Bu sorular ile güçlü kadınlar çizmeye odaklandım”.
“Kadınların daha pasif olmasından başladı her şey. Kadın evde yemek yapan, günler yapan, günlerde gereksiz konuşmalar gerçekleştiren bir yaşam içindeydi. İlk resmettiğim kadınlar, harekete geçenler oldu. Ayakları üstünde durabilen kadınlar resmetmek istedim çünkü ben o ev hanımları kuşağından geliyorum. Erkeklerin çalışıp kadınların sürekli oturup yiyip içmesi garip geliyordu. Güçlü kadınlar istedim her yere bakan...
78’den bugüne kadın
“Ben darbeden sonra gözaltına alındım, serbest kaldıktan sonra da evlendim. Darbeden sonra zaten resim yapamadım. Tutukluluk içimdeki isteği de durdurdu. Bazen kötü hissettiğinizde de resim yaparsınız, fakat darbeden sonra hem kötü hem de acı hissediyorsunuz. İnsanlıktan çıkıyorsunuz, orada size böcek muamelesi yapılıyor. Böylece güveninizi kaybediyorsunuz, size ne olacağını bilmiyorsunuz, korkuyorsunuz. Çocuklarım resim yaptığımı bilmiyordu.
2004 yılında boşandıktan sonra tekrar resim çizmeye başladım”.
“Gezi’de herkesi öpesim geldi”
“Resimlerin teması ne diye sorulursa ilk söz özgürlük. Benim kadınlarım özgür. Tek tipten, renksizlikten renkliye geçiş var.

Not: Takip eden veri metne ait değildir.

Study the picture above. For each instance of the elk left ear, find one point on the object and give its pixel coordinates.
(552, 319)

“Kadınlar çalışmaya başladı evet ama yine eve gelince kocalarına teslim edildiler. 78’den bu yana asıl gördüğüm değişim tek tipleşmeye karşıydı. Biz cezaevlerinde üniformaların tek tipleştirmesine karşı açlık grevi gerçekleştiriyorduk fakat bir yandan biz tek tipleştirmeyi yeniden üretiyorduk. Farklı olana karşı tepki duyuyorduk. Bence bu bağlamda kırılma noktası Gezi Direnişi’ydi. Yeni nesil 12 yıldır sadece Erdoğan ile büyümüştü. Fakat büyük bir yaratıcılık ve direniş gerçekleştirdiler. Gezi’de herkesi öpesim geldi. Herkes çiçek gibiydi. “
Yasemin Aliköleoğlu kimdir?
Yasemin Aliköleoğlu 1960 yılında İstanbul’da doğdu. Eserleri ilk kez 1978 yılında “Mavilerde Buluşmak“ adlı karma sergide yer aldı.

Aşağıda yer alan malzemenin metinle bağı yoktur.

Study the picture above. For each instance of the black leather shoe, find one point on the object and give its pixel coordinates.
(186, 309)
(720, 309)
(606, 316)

1980 darbesinde “komünizm propagandası yapmak“ suçlaması ile gözaltına alındı. Resme uzun bir ara verdikten sonra 2004 yılından beri “İz Düşlerim”, “Adı Kadın”, “Renklerle Yasemin“ ve “Naif Anlatımlar“ adlı kişisel sergiler gerçekleştirdi ve birçok karma sergide yer aldı.
Yasemin Aliköleoğlu’nun “Bir Yanım Kelebek Baharı Bir Yanım Çocuk” adlı kişisel resim sergisi 9 – 22 Mayıs 2015 tarihleri arasında The Green Park Bostancı’da ziyaret edebilir. (BZ/HK)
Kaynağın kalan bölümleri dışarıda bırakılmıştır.